C. Partial Delay of the Effective Date

Based on the concerns expressed by industry, industry associations, and Congress about implementing §§ 203.3(u) and 203.50 by the December 4, 2000, effective date, the agency has decided to delay the effective date for those sections of the final rule until October 1, 2001. Additionally, the agency has decided to delay the applicability of § 203.3(q) to wholesale distribution of blood derivatives by health care entities, until October 1, 2001. All other provisions of the rule will become effective on December 4, 2000. This action should not be construed to indicate that FDA necessarily agrees with or has made decisions about the substantive arguments made in the petitions and other submissions related to implementation of §§ 203.3(u) and 203.50 or § 203.3(q), as it applies to wholesale distribution of blood derivatives by health care entities.

III. Reopening of the Administrative Record

The agency believes that providing additional time before these are to become effective is appropriate to permit the agency to obtain more information about the possible consequences of implementing these provisions, to further evaluate the issues involved, and to seek a legislative resolution to these issues, if necessary.
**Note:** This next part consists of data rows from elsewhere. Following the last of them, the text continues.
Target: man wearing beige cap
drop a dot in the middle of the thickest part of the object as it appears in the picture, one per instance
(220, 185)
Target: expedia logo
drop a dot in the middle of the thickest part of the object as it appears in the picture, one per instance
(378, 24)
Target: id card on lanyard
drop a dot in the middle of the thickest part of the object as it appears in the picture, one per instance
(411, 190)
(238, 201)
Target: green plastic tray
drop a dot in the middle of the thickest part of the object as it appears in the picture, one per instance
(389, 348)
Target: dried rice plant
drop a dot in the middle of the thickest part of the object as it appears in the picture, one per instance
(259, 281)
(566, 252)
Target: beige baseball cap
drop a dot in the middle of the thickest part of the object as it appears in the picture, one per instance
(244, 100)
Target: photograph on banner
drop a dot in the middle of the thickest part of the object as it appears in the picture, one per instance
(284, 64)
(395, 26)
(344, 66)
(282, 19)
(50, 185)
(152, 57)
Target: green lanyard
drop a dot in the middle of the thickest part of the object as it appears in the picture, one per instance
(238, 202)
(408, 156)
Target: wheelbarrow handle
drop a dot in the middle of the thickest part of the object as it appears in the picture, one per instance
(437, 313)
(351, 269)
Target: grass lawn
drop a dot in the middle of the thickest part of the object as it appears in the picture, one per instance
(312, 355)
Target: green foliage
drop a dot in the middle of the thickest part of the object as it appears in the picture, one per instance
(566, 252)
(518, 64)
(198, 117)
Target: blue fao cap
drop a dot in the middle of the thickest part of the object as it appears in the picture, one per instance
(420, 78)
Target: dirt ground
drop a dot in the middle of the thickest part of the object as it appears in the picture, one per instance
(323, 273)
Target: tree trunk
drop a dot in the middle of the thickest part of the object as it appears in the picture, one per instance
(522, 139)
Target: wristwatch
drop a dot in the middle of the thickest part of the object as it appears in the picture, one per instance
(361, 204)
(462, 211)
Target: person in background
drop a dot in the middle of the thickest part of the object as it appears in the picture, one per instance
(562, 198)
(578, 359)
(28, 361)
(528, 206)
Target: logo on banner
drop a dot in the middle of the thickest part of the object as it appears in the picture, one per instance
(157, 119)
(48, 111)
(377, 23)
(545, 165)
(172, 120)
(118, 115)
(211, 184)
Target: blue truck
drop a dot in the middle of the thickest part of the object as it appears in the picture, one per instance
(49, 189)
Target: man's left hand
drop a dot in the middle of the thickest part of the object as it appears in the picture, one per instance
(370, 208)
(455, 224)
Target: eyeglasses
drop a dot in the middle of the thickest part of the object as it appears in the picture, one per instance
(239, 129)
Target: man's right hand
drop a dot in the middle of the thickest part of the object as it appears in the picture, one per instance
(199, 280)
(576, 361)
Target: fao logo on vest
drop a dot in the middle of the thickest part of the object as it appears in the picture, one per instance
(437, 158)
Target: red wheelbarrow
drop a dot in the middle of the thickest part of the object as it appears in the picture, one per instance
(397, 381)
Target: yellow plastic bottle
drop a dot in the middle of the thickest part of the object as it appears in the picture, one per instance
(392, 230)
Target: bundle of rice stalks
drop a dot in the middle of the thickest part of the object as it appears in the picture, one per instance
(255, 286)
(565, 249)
Therefore, the agency is reopening the administrative record to receive additional comments on these provisions from interested individuals. Regarding §§ 203.3(u) and 203.50, the agency is especially interested in gaining further insight into the potential impact of the provisions on the wholesale distribution system generally, and on the ability of smaller pharmacies and other prescription drug retailers to obtain prescription drugs. In addition, the agency is seeking comments on the potential economic impact of the provisions on smaller wholesale distributors that are not authorized distributors of record. Regarding § 203.3(q), the agency also invites comment on the economic and public health impact of including full service blood centers under the definition of “health care entity,” thereby prohibiting the wholesale distribution of blood derived products by such entities.
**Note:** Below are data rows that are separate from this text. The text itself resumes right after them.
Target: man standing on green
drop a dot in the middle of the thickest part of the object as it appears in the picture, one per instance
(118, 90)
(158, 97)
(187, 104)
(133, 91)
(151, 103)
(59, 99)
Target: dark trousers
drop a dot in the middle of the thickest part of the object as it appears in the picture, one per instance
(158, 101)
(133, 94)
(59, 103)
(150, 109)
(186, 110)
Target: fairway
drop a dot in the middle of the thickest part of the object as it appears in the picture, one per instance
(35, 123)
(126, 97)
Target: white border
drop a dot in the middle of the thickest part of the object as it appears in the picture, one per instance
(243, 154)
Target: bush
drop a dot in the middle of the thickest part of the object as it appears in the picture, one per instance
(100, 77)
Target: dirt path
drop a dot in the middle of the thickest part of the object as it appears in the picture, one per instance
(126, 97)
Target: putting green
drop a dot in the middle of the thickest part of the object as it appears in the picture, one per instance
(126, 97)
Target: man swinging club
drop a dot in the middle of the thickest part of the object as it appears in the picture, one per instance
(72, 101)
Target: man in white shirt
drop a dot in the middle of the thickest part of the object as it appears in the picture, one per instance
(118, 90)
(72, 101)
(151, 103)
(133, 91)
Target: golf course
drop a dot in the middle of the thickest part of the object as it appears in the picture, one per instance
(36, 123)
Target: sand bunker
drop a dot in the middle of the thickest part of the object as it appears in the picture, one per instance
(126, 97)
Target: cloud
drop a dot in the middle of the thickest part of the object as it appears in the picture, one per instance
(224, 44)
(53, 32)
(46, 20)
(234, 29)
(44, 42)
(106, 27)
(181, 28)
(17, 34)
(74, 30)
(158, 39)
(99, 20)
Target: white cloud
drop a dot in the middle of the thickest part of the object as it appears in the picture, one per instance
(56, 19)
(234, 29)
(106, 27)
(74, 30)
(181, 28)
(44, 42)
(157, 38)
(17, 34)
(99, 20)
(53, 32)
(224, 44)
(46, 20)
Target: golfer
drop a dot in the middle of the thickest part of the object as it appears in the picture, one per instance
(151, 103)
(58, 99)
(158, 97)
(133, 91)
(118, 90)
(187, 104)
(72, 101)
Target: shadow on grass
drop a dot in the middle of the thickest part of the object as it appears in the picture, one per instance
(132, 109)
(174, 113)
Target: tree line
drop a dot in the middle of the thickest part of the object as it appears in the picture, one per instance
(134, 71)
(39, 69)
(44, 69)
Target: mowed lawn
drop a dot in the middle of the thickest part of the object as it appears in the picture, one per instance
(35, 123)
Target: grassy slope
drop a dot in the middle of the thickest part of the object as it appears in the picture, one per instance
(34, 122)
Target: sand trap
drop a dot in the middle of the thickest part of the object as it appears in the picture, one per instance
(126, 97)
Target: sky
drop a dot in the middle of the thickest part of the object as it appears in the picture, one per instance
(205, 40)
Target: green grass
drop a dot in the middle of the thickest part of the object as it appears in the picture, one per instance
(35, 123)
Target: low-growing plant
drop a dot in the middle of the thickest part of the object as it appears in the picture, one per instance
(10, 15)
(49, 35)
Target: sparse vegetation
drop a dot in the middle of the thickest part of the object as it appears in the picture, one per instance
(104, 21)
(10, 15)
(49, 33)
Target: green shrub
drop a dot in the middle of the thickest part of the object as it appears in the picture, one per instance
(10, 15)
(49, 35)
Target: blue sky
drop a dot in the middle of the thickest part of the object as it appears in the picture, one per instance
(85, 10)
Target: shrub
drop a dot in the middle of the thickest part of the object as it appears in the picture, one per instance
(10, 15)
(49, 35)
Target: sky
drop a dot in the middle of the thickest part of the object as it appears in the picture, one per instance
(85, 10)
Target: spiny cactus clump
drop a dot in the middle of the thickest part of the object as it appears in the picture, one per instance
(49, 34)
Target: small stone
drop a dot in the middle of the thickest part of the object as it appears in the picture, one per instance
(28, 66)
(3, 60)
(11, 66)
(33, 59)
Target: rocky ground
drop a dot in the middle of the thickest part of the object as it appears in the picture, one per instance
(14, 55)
Interested persons may submit to the Dockets Management Branch (HFA-305), Food and Drug Administration, 5630 Fishers Lane, rm. 1061, Rockville, MD 20852, written comments regarding this proposal by July 3, 2000. Two copies of any comments are to be submitted, except that individuals may submit one copy. Comments are to be identified with the docket number found in brackets in the heading of this document. Received comments may be seen in the Dockets Management Branch between 9 a.m. and 4 p.m., Monday through Friday.

This action is being taken under FDA's authority under 21 CFR 10.35(a). The Commissioner of Food and Drugs finds that this delay of the effective date is in the public interest.

Dated: April 26, 2000.

Margaret M. Dotzel,

Acting Associate Commissioner for Policy.